As a side effect of processing events detected in the main external event loop, Tcl may invoke Tcl_DoOneEvent to start a recursive event loop in commands like vwait. Tcl_DoOneEvent will invoke the external event loop, which will result in callbacks as described in the preceding paragraph, which will result in calls to Tcl_ServiceAll. However, in these cases it is undesirable to service events in Tcl_ServiceAll. Servicing events there is unnecessary because control will immediately return to the external event loop and hence to Tcl_DoOneEvent, which can service the events itself. Furthermore, Tcl_DoOneEvent is supposed to service only a single event, whereas Tcl_ServiceAll normally services all pending events. To handle this situation, Tcl_DoOneEvent sets a flag for Tcl_ServiceAll that causes it to return without servicing any events. This flag is called the service mode; Tcl_DoOneEvent restores it to its previous value before it returns.

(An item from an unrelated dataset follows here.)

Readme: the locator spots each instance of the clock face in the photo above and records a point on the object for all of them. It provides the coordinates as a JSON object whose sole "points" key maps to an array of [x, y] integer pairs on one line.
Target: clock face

In some cases, however, it may be necessary for Tcl_ServiceAll to service events even when it has been invoked from Tcl_DoOneEvent. This happens when there is yet another recursive event loop invoked via an event handler called by Tcl_DoOneEvent (such as one that is part of a native widget). In this case, Tcl_DoOneEvent may not have a chance to service events so Tcl_ServiceAll must service them all. Any recursive event loop that calls an external event loop rather than Tcl_DoOneEvent must reset the service mode so that all events get processed in Tcl_ServiceAll. This is done by invoking the Tcl_SetServiceMode procedure. If Tcl_SetServiceMode is passed TCL_SERVICE_NONE, then calls to Tcl_ServiceAll will return immediately without processing any events. If Tcl_SetServiceMode is passed TCL_SERVICE_ALL, then calls to Tcl_ServiceAll will behave normally. Tcl_SetServiceMode returns the previous value of the service mode, which should be restored when the recursive loop exits. Tcl_GetServiceMode returns the current value of the service mode.